我们都在做蜘蛛的工作,用细细密密的谎言,将孤立片段的现实缝补起来,编制成一个巨大的网,来挡住令人恐惧的真相。这样的练习必须每天在头脑中进行,要达到非常熟练的地步,才能在被提问时,不费思考地脱口而出。

        从某种意义上来讲,杨坤和我是真的同伴。我们之间有作为杀手的默契,有对彼此技术的信赖。更重要的是,他救了我,把我从那个可怖的黑房子里搬了出来。现在还在为了救人一事,接受没完没了的问话,承担着出现错漏的风险。我们之间的确是同盟的关系。

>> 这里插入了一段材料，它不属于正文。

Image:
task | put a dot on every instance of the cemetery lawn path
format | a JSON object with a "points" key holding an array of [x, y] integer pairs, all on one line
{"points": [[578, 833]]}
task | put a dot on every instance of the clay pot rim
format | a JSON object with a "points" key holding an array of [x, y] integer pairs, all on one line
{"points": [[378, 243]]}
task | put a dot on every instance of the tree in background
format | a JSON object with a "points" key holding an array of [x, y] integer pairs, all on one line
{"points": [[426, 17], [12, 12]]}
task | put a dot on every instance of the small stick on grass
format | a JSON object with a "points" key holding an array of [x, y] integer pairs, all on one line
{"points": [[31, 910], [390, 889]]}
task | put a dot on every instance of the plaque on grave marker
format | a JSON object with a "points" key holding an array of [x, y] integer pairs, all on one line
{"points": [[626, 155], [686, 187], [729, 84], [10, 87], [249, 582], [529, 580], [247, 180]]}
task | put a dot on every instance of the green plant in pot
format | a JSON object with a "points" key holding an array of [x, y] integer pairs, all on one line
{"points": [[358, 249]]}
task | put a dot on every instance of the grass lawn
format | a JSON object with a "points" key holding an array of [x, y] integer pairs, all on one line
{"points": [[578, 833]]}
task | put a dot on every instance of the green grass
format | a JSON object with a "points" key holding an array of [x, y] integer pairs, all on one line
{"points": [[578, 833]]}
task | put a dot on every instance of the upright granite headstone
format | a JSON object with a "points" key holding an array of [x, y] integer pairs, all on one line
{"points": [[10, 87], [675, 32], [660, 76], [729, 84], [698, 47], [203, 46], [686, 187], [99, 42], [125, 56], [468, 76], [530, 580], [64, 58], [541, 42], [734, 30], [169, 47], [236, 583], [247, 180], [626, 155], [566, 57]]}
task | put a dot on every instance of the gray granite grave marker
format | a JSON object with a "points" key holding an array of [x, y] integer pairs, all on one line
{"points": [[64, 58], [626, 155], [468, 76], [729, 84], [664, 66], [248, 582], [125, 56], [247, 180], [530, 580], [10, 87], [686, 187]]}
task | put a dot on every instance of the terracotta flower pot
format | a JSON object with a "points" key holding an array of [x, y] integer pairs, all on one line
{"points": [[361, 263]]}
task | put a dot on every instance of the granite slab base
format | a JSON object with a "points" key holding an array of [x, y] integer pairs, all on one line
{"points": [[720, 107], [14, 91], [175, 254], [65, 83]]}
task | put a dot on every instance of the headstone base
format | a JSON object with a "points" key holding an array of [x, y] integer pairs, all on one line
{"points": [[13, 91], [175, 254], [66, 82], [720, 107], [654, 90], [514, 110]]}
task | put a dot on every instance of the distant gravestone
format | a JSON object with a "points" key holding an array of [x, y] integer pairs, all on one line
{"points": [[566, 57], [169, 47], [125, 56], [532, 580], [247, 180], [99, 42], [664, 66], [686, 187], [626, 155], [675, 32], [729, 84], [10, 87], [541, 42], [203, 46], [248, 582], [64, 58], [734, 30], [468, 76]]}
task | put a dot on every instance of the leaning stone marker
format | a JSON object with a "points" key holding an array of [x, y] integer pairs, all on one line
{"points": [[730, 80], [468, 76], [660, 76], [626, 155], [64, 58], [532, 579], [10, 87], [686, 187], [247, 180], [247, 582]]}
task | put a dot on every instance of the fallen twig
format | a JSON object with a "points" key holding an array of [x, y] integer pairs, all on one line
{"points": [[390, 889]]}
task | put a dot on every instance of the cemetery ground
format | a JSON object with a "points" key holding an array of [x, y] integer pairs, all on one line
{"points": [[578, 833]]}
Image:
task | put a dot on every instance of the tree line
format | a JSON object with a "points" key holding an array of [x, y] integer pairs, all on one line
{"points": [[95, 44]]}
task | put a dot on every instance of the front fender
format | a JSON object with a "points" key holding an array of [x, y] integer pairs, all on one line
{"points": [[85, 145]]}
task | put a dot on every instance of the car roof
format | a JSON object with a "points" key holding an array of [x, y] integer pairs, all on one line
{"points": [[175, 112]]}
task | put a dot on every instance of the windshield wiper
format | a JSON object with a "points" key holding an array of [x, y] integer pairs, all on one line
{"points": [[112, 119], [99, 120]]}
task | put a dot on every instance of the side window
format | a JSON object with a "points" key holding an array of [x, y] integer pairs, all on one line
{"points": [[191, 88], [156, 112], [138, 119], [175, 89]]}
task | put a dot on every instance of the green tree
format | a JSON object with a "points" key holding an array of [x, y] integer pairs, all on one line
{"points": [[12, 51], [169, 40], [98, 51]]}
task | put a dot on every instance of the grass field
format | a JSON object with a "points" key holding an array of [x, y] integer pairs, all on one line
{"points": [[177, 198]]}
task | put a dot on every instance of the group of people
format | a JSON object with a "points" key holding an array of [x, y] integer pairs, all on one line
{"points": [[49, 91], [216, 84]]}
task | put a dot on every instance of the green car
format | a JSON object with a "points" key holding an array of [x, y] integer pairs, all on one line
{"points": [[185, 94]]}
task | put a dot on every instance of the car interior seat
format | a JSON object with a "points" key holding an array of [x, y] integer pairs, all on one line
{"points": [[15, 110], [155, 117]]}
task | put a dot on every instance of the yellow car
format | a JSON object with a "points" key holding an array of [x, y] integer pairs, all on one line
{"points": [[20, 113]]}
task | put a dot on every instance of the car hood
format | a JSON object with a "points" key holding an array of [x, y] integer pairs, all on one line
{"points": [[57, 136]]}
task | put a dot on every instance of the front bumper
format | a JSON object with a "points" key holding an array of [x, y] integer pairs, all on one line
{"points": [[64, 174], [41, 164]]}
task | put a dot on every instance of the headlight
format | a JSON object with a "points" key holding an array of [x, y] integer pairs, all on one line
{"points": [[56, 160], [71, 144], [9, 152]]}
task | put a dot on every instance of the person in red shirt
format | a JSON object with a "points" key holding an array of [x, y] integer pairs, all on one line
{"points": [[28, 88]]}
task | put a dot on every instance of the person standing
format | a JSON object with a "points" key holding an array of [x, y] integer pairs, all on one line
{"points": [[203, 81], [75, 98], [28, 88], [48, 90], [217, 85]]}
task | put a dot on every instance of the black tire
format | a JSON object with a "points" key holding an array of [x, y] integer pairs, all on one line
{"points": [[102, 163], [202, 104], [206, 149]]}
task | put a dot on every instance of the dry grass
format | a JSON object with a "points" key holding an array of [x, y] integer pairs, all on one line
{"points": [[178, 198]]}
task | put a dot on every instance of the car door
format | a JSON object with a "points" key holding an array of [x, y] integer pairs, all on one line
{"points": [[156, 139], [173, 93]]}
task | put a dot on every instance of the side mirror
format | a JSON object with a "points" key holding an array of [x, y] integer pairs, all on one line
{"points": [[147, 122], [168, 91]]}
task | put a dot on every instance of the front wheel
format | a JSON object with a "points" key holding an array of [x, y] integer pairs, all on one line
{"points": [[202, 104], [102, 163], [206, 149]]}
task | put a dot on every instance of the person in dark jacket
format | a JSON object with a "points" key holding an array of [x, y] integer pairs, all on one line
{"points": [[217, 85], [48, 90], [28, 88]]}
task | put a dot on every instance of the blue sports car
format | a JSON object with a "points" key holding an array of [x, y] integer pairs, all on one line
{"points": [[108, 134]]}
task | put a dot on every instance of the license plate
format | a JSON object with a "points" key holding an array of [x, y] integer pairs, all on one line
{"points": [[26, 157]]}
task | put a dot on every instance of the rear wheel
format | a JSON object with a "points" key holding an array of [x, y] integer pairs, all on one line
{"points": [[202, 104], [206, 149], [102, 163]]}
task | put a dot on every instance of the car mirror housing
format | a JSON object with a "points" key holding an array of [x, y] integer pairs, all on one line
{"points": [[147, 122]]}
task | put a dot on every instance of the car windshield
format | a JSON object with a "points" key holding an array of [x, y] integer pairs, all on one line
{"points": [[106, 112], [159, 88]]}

        这之后提问还进行了一刻钟左右,但反反复复,总归是时间,地点,人物相关的问题。你为什么某日的某时某刻在阿波罗门口,为什么把人带到医院来,怎么不叫救护车,等等。

        我就这么百无聊赖地听了许久,风平浪静之下,心底却在强烈的隐隐不安。我想,这也许就是杨坤所说的“当事情变得太容易”。我们常在生死之间行走,拥有强硬无比的心脏,和绝对冷静的处事作风。一旦这种自信和熟练带来了松懈,暴露出细小的纰漏,说不定会引发怎样的狂风暴雨呢。

        结果是无事发生。警察全然接纳了杨坤的谎话,夸奖他乐于助人,这件事就要这么结束了。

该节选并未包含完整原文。